Tahití está cuajada de sitios ligados a visitantes famosos. Los navegantes Louis Antoine de Bougainville y James Cook pisaron las islas en el siglo XVIII, Herman Melville, creador de Moby Dick, llegó a bordo de un ballenero hacia 1842, y Paul Gauguin halló allí su inspiración en 1891. James Norman Hall, uno de los dos autores de El motín de la Bounty (1932) se casó con una polinesia y su casa cerca de Papeete es ahora un museo.
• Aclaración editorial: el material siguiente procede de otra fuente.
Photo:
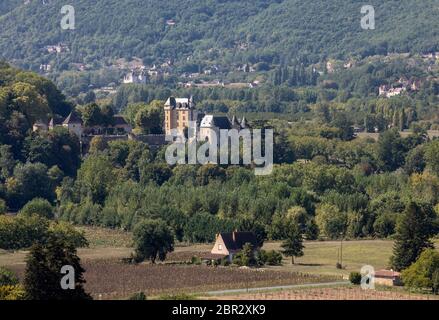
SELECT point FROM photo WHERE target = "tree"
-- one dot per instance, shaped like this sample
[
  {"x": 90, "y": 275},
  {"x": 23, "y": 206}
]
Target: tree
[
  {"x": 424, "y": 273},
  {"x": 152, "y": 240},
  {"x": 92, "y": 115},
  {"x": 7, "y": 162},
  {"x": 95, "y": 178},
  {"x": 331, "y": 221},
  {"x": 414, "y": 161},
  {"x": 30, "y": 180},
  {"x": 293, "y": 244},
  {"x": 43, "y": 275},
  {"x": 7, "y": 278},
  {"x": 391, "y": 150},
  {"x": 413, "y": 233},
  {"x": 246, "y": 257},
  {"x": 432, "y": 156},
  {"x": 38, "y": 206},
  {"x": 344, "y": 126},
  {"x": 98, "y": 144}
]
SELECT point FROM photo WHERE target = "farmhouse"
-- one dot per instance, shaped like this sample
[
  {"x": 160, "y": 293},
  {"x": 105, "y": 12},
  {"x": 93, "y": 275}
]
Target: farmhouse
[
  {"x": 387, "y": 278},
  {"x": 228, "y": 244}
]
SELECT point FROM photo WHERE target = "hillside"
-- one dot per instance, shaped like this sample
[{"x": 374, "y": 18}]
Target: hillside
[
  {"x": 194, "y": 33},
  {"x": 9, "y": 5}
]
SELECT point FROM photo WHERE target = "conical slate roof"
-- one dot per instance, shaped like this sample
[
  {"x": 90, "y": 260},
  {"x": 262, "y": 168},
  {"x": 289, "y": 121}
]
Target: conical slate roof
[{"x": 244, "y": 123}]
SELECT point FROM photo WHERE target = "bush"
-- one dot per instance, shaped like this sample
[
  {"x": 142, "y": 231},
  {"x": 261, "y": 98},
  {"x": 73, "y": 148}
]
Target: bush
[
  {"x": 355, "y": 278},
  {"x": 271, "y": 258},
  {"x": 246, "y": 257},
  {"x": 153, "y": 239},
  {"x": 138, "y": 296},
  {"x": 7, "y": 278},
  {"x": 15, "y": 292},
  {"x": 424, "y": 273},
  {"x": 66, "y": 231},
  {"x": 38, "y": 206},
  {"x": 22, "y": 232}
]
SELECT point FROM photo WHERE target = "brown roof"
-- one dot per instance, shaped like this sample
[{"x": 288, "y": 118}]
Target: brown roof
[
  {"x": 236, "y": 240},
  {"x": 73, "y": 117},
  {"x": 386, "y": 274},
  {"x": 119, "y": 121},
  {"x": 212, "y": 256}
]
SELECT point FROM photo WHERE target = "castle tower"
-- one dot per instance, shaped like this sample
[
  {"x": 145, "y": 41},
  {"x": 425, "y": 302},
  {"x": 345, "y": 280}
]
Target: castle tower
[{"x": 178, "y": 113}]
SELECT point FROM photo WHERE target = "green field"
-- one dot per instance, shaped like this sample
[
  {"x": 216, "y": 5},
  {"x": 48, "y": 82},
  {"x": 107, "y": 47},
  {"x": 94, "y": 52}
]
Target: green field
[{"x": 320, "y": 256}]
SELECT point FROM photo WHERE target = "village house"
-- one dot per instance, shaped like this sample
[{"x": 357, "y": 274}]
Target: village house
[
  {"x": 229, "y": 244},
  {"x": 211, "y": 125},
  {"x": 135, "y": 77}
]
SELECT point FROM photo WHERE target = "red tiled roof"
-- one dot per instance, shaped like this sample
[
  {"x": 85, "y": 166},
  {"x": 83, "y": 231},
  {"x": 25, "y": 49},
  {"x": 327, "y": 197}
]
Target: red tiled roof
[{"x": 386, "y": 274}]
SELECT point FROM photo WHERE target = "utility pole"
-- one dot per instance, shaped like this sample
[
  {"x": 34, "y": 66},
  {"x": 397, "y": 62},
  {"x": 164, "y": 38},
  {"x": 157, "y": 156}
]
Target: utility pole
[{"x": 341, "y": 251}]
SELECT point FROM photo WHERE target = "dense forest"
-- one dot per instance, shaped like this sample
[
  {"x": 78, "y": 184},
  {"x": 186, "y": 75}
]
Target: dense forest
[
  {"x": 213, "y": 32},
  {"x": 325, "y": 179}
]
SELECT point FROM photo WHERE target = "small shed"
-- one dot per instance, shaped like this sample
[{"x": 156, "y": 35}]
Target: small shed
[{"x": 388, "y": 278}]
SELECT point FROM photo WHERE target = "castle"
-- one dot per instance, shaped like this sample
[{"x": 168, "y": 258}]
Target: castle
[{"x": 180, "y": 111}]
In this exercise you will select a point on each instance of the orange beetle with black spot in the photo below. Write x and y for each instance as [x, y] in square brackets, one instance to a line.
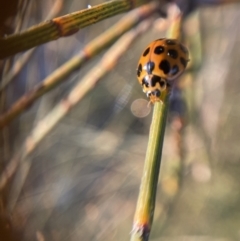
[161, 62]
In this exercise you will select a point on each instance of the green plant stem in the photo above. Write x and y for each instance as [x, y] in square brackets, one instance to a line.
[88, 52]
[63, 26]
[147, 195]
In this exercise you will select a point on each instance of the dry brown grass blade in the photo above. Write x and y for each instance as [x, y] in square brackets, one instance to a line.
[63, 26]
[66, 69]
[84, 85]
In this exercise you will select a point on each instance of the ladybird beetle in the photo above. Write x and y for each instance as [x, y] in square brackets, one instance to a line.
[162, 61]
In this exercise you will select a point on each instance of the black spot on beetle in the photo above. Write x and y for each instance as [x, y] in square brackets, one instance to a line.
[184, 62]
[145, 82]
[156, 93]
[155, 79]
[170, 42]
[162, 83]
[173, 53]
[184, 49]
[150, 67]
[159, 49]
[146, 52]
[139, 70]
[174, 70]
[165, 66]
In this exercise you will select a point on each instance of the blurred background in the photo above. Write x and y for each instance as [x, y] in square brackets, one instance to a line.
[82, 181]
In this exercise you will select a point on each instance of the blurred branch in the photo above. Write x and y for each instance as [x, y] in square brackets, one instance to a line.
[87, 53]
[63, 26]
[84, 85]
[25, 57]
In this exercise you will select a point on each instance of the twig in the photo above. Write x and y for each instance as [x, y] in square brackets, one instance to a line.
[87, 53]
[63, 26]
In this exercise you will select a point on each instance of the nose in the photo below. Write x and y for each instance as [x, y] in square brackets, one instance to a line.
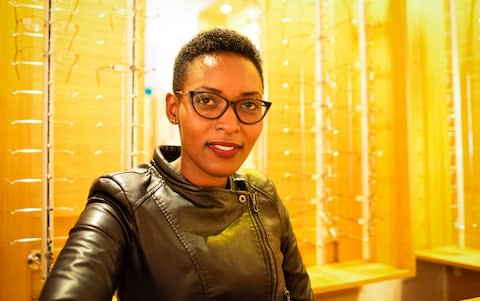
[228, 122]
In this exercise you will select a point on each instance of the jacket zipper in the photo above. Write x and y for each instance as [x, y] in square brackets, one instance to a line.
[265, 244]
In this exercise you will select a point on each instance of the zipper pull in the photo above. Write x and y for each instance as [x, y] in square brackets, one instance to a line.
[253, 197]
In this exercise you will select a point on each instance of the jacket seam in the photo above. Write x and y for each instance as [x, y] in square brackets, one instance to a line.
[184, 244]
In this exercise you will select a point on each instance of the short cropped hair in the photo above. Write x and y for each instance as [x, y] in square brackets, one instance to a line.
[210, 41]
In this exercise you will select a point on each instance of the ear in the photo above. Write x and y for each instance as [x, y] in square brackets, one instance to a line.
[171, 107]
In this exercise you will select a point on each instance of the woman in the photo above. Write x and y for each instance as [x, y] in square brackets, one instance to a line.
[187, 226]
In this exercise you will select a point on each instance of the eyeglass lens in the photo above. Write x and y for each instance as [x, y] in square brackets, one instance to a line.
[212, 106]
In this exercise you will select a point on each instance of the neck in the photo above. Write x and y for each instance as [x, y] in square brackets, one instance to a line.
[198, 180]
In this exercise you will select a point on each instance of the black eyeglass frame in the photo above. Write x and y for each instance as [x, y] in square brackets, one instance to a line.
[230, 103]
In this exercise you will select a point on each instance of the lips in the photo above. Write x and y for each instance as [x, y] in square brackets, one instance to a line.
[224, 149]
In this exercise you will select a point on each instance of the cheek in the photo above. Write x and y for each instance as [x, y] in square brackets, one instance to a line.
[253, 133]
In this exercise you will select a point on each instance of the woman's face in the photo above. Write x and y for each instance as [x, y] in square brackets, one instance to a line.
[214, 149]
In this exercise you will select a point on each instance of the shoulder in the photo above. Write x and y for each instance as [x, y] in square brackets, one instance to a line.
[131, 185]
[259, 182]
Bora Bora, a 50 minutos de vuelo desde Tahití, es de una belleza tan espectacular que parece producto de la imaginación de una mente exagerada. Es el modelo perfecto de isla polinesia, con su montaña volcánica tapizada de selva de la que sobresale el puntiagudo pico de Otemanu, de más de 700 metros de altitud. Toda ella está rodeada por una barrera coralina recubierta en parte por islotes bajos y arenosos (motus) que encierran un gran lagoon (laguna), cuyas aguas viran del azul cobalto al turquesa más claro. De hecho, la mayor atracción de Bora Bora son las aguas de ese lagoon interior, en el que es posible nadar rodeado de grandes mantas marinas o hacer submarinismo en sus arrecifes de coral.
Cerca se sitúa Tahaa, encerrada en el mismo anillo de arrecifes que su vecina y sagrada Raiatea, cuna de la civilización polinésica.
Es una isla pequeña, con menos de 5.000 habitantes y su nombre está asociado a la vainilla, ya que el 80% de toda la producción de la Polinesia se concentra en ella. La isla está cubierta por una densa selva tropical y en sus profundas bahías uno puede contemplar todas las tonalidades del verde reflejadas en al agua. Al atardecer, la luz rasante del sol se refleja en la cubierta vegetal y le da al agua un verde brillante, efímero y bellísimo, festoneado por flores amarillas de hibisco que flotan en la superficie.
Antes de abandonar Tahaa es aconsejable alquilar un vehículo con conductor para visitar alguna plantación de vainilla en la que observar la delicada polinización manual de las flores. Además, los guías muestran los usos que tradicionalmente se daba a hojas y frutos, con los que se cocinaba y se elaboraban recipientes ante la falta de barro cocido y cerámica.
De regreso a Tahití, se impone una escapada a la bella isla de Moorea, accesible en transbordador desde Papeete. Es otra isla rodeada por una laguna de aguas calmas encerradas en un anillo de coral, con montañas cubiertas de selva que terminan en desnudos picachos basálticos, negras columnas que emergen del verde de los cocoteros y las plantaciones de piña. Tiene dos profundas bahías, Opunohu y Paopao, esta última también conocida como bahía Cook en honor al navegante y explorador inglés. Entre ambas se erige el alto de Rotui (900 m), el monte más alto de la isla pero no el más legendario, calificativo que corresponde al Mouaputa (830 m), que fue traspasado por la lanza del guerrero Pai en su lucha contra el dios Hito.